How to watch and attend “College GameDay,” and what Utah has planned
The festivities at the university start Friday at 10 a.m. MDT, when fans can attend the live broadcast of “The Pat McAfee Show,” which will be live from Presidents Circle until 1 p.m. MDT, followed by “College Football Live” from 1:30 p.m. to 2 p.m. MDT.
The guest picker has not been announced for “College GameDay,” but Ty Burrell and Lil Nas X will make appearances on the show. Features on quarterback Bryson Barnes and Whittingham will air during “GameDay.”
The university encourages all fans to arrive early to the set on Saturday morning, and University of Utah students can start camping out for “College GameDay” at 6 p.m.
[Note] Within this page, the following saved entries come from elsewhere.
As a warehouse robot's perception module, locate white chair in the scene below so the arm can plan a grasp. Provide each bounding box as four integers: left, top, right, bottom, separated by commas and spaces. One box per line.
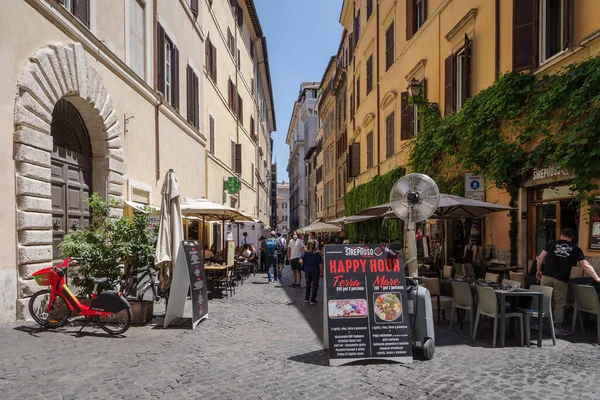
571, 285, 600, 344
522, 285, 556, 346
473, 286, 523, 347
448, 282, 474, 335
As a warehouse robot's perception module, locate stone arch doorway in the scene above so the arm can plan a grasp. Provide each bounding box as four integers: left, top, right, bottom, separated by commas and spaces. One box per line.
14, 43, 125, 318
50, 98, 92, 260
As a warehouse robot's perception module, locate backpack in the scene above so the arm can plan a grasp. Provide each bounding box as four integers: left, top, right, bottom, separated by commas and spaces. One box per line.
267, 238, 277, 256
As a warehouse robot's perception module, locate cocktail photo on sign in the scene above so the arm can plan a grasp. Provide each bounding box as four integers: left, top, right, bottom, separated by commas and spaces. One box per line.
324, 244, 412, 366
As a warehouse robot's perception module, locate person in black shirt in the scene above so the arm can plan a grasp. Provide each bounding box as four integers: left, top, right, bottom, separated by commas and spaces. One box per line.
536, 229, 600, 333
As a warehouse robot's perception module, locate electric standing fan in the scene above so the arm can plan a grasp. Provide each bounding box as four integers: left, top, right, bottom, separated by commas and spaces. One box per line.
390, 174, 440, 278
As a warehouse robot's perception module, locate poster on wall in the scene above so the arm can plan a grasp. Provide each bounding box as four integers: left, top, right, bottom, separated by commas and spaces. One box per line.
323, 244, 412, 366
588, 194, 600, 250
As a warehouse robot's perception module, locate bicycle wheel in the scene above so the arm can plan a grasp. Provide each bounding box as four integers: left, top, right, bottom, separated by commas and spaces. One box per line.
96, 308, 132, 335
29, 289, 71, 328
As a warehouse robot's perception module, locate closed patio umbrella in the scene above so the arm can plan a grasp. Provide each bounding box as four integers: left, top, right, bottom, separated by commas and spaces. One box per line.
154, 169, 183, 292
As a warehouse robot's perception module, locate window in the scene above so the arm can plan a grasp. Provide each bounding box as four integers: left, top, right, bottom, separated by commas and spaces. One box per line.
157, 24, 179, 110
385, 112, 395, 158
187, 65, 200, 129
208, 115, 215, 155
127, 0, 146, 79
205, 38, 217, 83
367, 131, 373, 169
513, 0, 575, 72
60, 0, 90, 28
385, 22, 396, 71
406, 0, 427, 40
367, 56, 373, 95
444, 35, 473, 115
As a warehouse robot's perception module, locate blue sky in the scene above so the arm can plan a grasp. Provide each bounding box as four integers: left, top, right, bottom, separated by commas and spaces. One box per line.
254, 0, 342, 182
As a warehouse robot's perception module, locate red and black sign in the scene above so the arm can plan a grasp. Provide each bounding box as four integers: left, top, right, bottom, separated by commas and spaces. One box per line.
323, 245, 412, 365
183, 240, 208, 326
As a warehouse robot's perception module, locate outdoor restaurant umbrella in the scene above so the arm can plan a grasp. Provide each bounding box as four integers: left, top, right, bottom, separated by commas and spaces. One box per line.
154, 169, 183, 292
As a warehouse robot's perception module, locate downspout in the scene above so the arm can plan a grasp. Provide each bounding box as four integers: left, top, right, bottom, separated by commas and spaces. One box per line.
375, 1, 381, 175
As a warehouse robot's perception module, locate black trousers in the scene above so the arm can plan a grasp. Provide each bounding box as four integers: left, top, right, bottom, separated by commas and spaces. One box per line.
304, 270, 320, 301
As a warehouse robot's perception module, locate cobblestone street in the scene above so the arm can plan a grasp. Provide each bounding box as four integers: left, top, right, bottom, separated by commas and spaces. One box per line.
0, 267, 600, 399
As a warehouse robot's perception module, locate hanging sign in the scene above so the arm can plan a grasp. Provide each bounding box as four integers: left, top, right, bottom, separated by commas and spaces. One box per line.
323, 244, 412, 366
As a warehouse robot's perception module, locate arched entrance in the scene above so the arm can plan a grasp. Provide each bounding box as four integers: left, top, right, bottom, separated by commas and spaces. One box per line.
50, 98, 92, 260
14, 43, 125, 318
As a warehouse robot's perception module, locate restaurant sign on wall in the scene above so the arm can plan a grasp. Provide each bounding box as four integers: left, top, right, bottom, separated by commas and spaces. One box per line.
323, 244, 412, 366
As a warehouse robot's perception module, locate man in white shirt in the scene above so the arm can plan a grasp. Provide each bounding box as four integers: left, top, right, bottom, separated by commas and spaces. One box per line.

Friday night.
“College GameDay” begins its three-hour broadcast from Presidents Circle at 7 a.m. MDT, which can be watched on ESPN, with live “SportsCenter” spots starting at 5:45 a.m. MDT.
For a complete guide about how to watch and attend, including parking and public transportation, check out this article.
Utes on the air
No. 13 Utah 6-1)
vs. No. 8 Oregon (6-1)
Saturday, 1:30 p.m. MDT
Radio: ESPN 700/92.1 FM
With “GameDay” ending at 10 a.m. and the Utah-Oregon game starting at 1:30 p.m., Gough’s hope is that fans stick around campus and then arrive at the stadium early.
Most Utah fans want to forget about the 2010 TCU game, a 47-7 Horned Frogs victory, but one memory that sticks out from that contest was that the stadium was packed well before kickoff as fans stayed on campus after “GameDay” and filed into Rice-Eccles Stadium early for the afternoon kickoff.
“‘GameDay’ will be no longer live at 10 o’clock, but there’ll still be a lot of (sponsor) activations going on. There’s a lot of sponsorships, so there’s a lot that will still be going on after 10 a.m. and then our plan is to move that crowd back to the tailgate area,” Gough said.
“We’ve got a lot of really strong traditions over there on Guardsman Way with all the pregame festivities that we do. The timing works really nicely for getting people back to the tailgate over to the stadium to welcome the team (at 11:15 a.m.) and continue the party that it’s going to be on Saturday.”